Ces années-là furent appelées les années Mitterrand. Il eut été plus juste de dire les années United Colours of Benetton. Une série d’affiches réalisées par Toscani en fut le symbole. On y voyait une main noire et une main blanche reliées par des menottes. Le métissage et le mélange s’imposèrent alors comme le code obligé d’un savoir-vivre nécessairement coloré, foncé, ou basané. En ces années-là, la fête battait son plein. Alcool et coke cohabitaient sous le regard amusé et un peu méprisant de François Mitterrand.

Les princes de l’époque se conformaient à ce qui était mode et in. D’autant plus facilement que c’est eux qui disaient ce qui devait être mode et in. Ils avaient fait leur la devise suivante : « un homme qui ne sort pas avec une fille noire ou arabe est un raté ». Et c’est le pubard qui devint le personnage central de ce grouillement avide de fringues, de reconnaissance et de notoriété. Vaniteux, car couvert de filles et d’argent, il plastronnait, couvé amoureusement par des regards respectueux et envieux.
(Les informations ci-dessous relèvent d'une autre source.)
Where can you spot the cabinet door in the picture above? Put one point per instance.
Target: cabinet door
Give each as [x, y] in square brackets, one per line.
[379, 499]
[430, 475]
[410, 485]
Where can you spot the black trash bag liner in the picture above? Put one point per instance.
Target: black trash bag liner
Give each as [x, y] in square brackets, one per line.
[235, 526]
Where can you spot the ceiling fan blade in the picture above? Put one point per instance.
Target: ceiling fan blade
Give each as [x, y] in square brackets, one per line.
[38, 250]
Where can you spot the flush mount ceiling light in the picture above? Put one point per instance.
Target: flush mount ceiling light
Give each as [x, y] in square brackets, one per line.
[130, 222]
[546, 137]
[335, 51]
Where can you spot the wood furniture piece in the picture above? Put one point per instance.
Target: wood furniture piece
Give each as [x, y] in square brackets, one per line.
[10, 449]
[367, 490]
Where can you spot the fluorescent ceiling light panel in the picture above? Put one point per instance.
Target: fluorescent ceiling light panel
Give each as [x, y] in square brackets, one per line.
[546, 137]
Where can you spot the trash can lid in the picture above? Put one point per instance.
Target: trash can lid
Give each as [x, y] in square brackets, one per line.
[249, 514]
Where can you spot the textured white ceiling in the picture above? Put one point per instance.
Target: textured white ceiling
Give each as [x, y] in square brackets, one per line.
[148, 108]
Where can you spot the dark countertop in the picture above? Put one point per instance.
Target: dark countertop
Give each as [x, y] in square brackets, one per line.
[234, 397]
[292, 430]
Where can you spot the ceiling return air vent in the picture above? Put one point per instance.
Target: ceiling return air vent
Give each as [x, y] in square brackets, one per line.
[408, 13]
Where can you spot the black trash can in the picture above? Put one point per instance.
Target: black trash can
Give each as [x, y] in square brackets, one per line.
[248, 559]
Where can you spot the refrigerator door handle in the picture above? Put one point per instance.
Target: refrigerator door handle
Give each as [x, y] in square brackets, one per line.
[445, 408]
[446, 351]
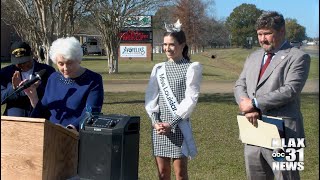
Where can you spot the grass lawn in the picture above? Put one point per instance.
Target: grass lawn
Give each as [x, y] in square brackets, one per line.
[216, 133]
[227, 65]
[214, 119]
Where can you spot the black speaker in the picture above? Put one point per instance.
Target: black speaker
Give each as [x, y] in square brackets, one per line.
[109, 148]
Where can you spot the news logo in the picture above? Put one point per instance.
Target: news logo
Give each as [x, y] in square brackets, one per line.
[288, 156]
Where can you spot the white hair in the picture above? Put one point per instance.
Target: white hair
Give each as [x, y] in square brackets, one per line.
[68, 47]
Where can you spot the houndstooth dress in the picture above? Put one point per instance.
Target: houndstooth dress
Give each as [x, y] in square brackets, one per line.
[168, 145]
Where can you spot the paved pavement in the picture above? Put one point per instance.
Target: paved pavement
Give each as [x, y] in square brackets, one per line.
[206, 86]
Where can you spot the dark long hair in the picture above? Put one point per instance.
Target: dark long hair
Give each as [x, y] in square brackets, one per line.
[181, 38]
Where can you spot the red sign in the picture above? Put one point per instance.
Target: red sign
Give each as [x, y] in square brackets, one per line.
[135, 36]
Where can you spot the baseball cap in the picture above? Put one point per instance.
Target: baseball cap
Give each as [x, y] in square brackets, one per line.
[20, 52]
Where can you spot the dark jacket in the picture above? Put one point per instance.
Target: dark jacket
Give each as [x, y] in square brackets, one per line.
[19, 104]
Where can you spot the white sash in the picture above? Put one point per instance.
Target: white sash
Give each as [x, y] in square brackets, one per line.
[189, 148]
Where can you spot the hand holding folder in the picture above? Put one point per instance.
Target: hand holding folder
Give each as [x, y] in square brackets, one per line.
[268, 128]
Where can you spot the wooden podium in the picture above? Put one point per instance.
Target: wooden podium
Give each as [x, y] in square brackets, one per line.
[33, 149]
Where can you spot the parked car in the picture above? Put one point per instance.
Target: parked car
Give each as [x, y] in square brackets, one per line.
[296, 44]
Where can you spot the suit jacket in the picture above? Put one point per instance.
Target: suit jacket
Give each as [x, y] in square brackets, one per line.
[278, 91]
[19, 104]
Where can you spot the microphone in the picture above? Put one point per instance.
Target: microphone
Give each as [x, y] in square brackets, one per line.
[28, 83]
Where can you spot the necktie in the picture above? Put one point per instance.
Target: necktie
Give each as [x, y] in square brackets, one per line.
[264, 67]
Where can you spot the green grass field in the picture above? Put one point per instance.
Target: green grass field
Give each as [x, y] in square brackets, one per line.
[214, 119]
[216, 134]
[226, 66]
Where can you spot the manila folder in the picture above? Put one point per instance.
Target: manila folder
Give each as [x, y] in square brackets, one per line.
[261, 135]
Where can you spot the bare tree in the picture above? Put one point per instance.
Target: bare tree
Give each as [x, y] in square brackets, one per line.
[109, 18]
[191, 14]
[39, 22]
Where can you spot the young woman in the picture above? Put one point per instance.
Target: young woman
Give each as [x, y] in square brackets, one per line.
[171, 96]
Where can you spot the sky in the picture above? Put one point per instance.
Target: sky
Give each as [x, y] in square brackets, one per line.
[306, 12]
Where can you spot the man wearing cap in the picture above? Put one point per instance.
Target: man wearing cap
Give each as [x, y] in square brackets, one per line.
[23, 67]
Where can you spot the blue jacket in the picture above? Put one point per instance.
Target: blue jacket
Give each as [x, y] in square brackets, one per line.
[19, 104]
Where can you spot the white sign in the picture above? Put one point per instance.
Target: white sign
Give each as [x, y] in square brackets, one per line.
[138, 21]
[133, 51]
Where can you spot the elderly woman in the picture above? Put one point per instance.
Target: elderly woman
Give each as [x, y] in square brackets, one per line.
[70, 90]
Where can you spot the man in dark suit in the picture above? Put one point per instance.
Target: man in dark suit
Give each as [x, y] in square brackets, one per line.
[274, 92]
[23, 67]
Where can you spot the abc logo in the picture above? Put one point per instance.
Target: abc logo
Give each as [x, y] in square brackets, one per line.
[278, 155]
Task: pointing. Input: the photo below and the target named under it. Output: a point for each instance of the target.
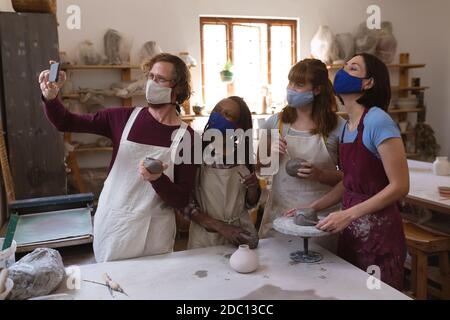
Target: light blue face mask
(299, 99)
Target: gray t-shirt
(332, 142)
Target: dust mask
(157, 94)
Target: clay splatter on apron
(201, 273)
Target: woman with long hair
(309, 130)
(372, 157)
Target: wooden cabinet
(35, 148)
(72, 159)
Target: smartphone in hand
(54, 72)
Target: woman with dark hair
(373, 160)
(309, 129)
(225, 190)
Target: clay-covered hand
(291, 212)
(335, 222)
(150, 177)
(309, 171)
(234, 234)
(278, 146)
(49, 89)
(251, 181)
(190, 210)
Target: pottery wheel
(287, 226)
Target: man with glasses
(135, 214)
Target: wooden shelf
(395, 65)
(71, 96)
(394, 88)
(78, 95)
(84, 149)
(390, 111)
(98, 67)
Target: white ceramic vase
(441, 166)
(244, 260)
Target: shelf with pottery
(98, 66)
(207, 273)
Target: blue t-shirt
(378, 127)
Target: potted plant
(226, 74)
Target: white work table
(205, 274)
(424, 187)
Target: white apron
(131, 219)
(220, 194)
(290, 192)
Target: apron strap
(129, 125)
(176, 140)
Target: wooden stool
(422, 244)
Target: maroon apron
(374, 239)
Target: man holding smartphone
(135, 215)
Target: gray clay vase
(244, 260)
(153, 166)
(293, 165)
(306, 217)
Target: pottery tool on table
(444, 192)
(112, 286)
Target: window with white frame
(261, 52)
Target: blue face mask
(219, 122)
(299, 99)
(345, 83)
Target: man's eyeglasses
(158, 79)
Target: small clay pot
(244, 260)
(293, 165)
(153, 166)
(306, 217)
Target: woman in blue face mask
(224, 190)
(309, 130)
(373, 160)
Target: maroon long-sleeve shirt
(146, 130)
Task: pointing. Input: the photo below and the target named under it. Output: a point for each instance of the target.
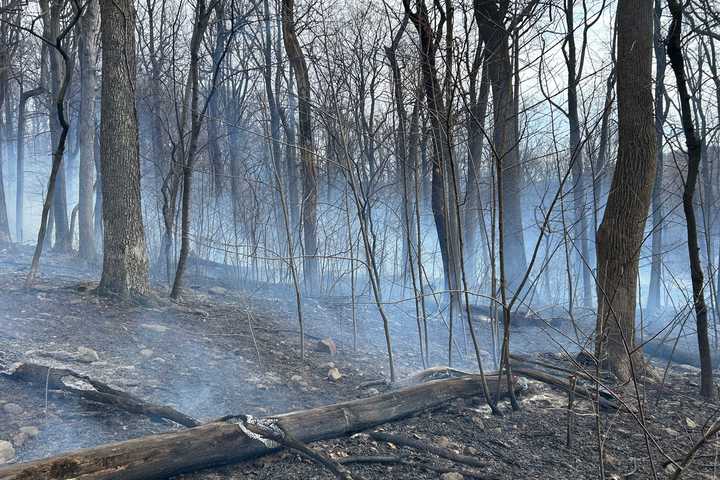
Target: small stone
(19, 439)
(451, 476)
(13, 409)
(155, 327)
(327, 345)
(87, 355)
(479, 422)
(30, 431)
(443, 442)
(334, 374)
(218, 290)
(7, 452)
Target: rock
(451, 476)
(19, 439)
(334, 374)
(327, 345)
(7, 452)
(13, 409)
(87, 355)
(217, 290)
(479, 422)
(155, 327)
(443, 442)
(30, 431)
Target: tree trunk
(4, 225)
(620, 234)
(309, 204)
(89, 25)
(694, 146)
(125, 262)
(655, 288)
(505, 138)
(223, 442)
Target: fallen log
(94, 390)
(606, 400)
(221, 443)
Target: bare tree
(620, 235)
(89, 25)
(694, 152)
(125, 261)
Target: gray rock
(218, 290)
(7, 452)
(13, 409)
(155, 327)
(30, 431)
(451, 476)
(87, 355)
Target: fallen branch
(221, 443)
(427, 447)
(94, 390)
(606, 402)
(393, 460)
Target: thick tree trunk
(221, 443)
(89, 25)
(125, 262)
(58, 72)
(307, 154)
(620, 235)
(694, 147)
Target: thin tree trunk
(89, 25)
(655, 288)
(694, 147)
(309, 204)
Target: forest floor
(223, 351)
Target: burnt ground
(225, 352)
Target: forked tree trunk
(694, 147)
(655, 288)
(125, 262)
(495, 36)
(307, 154)
(620, 235)
(20, 162)
(89, 25)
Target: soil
(222, 351)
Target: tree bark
(89, 24)
(620, 235)
(307, 154)
(495, 36)
(125, 261)
(223, 442)
(694, 147)
(655, 288)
N’était-il pas à sa façon un intellectuel ? Il écrivait ! Des slogans certes. Mais ils étaient à la portée, car courts, de leurs admirateurs. En plus, ils faisaient vendre et rapportaient de l’argent. Et dans ce milieu, le fric était roi. On aimait la musique, la danse et la frime. On était bien sapé. Et ce n’est pas par hasard si SOS Racisme créé pour contrer le Front National et pour servir de pouponnière au Parti socialiste se fit d’abord connaître par des concerts. On aimait l’autre, l’ex-colonisé, béatifié par la souffrance de ses ascendants. Et on méprisait les siens. Un Européen mort... comme écrivait Sartre. Le Français était un beauf, campé pour l’éternité dans sa laideur par Cabu.

Extrait de Les Batards de Sartre, de Benoit Rayski, Editions Pierre-Guillaume de Roux, 2018.